Back in 1996, Harvey Greenberg, longtime faculty member at the University of Colorado at Denver, began putting together a collection of myths and counterexamples in mathematical programming. While generally I find mathematical programming to be quite intuitive, there turn out to be lots of things that I think must be true that are not. Consider the following:
- The duality theorem applies to infinite LPs.
- Simulated annealing converges more slowly than steepest descent when there is a unique optimum.
- In linear programming, a degenerate basis implies there is a (weakly) redundant constraint.
- If f has continuous nth-order derivatives, local behavior of f can be approximated by Taylor’s series.

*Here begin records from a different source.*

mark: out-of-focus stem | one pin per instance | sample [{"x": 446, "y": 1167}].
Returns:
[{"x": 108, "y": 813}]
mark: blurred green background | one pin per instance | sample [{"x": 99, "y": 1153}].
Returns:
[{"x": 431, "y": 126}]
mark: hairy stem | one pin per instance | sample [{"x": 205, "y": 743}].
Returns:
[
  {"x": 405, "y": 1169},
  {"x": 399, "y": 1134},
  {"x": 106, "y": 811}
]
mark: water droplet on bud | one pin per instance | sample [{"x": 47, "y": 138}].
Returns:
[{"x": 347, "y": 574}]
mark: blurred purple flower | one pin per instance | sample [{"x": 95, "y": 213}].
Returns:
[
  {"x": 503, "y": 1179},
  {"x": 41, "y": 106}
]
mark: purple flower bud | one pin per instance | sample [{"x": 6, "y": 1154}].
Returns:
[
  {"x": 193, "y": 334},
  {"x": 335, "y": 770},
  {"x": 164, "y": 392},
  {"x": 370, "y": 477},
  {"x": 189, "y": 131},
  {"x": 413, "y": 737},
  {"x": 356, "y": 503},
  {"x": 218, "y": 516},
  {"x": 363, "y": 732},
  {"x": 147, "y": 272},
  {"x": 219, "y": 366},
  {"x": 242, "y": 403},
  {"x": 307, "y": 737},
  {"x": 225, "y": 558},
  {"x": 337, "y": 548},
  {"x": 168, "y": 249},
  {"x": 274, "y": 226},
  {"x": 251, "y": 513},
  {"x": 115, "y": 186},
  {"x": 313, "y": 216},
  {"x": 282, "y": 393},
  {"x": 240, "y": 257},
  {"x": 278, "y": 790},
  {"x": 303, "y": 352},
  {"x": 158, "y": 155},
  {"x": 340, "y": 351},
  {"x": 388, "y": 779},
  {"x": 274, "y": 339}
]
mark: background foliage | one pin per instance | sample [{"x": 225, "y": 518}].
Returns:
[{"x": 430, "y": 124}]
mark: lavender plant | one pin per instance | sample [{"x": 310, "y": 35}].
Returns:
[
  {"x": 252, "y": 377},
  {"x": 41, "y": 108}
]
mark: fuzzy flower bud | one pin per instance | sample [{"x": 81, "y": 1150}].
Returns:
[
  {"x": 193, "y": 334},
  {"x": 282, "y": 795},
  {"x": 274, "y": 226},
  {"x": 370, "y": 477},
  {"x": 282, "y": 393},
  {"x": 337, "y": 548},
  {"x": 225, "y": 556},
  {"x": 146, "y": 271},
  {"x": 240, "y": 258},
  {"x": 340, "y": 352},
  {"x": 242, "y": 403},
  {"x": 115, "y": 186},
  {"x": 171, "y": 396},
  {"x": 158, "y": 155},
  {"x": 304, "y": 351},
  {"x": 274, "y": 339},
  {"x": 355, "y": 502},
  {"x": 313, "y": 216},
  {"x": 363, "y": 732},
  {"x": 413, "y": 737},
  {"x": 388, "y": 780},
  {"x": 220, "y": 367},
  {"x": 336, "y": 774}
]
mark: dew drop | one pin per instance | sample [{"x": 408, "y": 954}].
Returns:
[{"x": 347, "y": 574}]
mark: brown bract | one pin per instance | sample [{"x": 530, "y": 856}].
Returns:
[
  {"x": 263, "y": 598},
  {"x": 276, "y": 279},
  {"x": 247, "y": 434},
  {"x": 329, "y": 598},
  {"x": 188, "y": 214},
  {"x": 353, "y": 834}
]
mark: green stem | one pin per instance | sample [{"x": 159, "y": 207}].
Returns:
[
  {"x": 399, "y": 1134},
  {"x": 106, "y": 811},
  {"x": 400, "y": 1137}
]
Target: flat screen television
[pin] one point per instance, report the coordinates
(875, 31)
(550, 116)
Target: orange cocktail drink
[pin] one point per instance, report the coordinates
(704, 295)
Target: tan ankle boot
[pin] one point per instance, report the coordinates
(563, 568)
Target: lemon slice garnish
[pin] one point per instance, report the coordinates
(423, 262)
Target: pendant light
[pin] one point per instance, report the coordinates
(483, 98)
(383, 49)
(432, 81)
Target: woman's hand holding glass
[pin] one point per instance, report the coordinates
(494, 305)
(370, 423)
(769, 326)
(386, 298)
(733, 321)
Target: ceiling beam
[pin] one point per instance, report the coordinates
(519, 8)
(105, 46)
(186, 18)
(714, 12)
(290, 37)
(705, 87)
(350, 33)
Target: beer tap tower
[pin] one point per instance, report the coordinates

- The problem of finding integer x such that Ax = b, where A is an m by n integer matrix and b a length m integer vector, is NP-complete.
Amazingly none of these are true! Reading through the myths and counterexamples reminds me of how much I “know” is really false.
The Myths and Counterexamples document is hosted by the INFORMS Computing Society as part of its Mathematical Programming Glossary, and Harvey periodically updates the Myths site (with the last update being in February 2010). If you have shown that something that seems obvious is actually false, be sure to let Harvey know about it. And the next time you are doing a proof and are tempted to make a claim because “it is well known that…” or “obviously…”, perhaps you should check out the site first.
Thanks to @fbahr and the folks at Reddit’s SYSOR for reminding me of the value of a project I have followed for about fifteen years so far!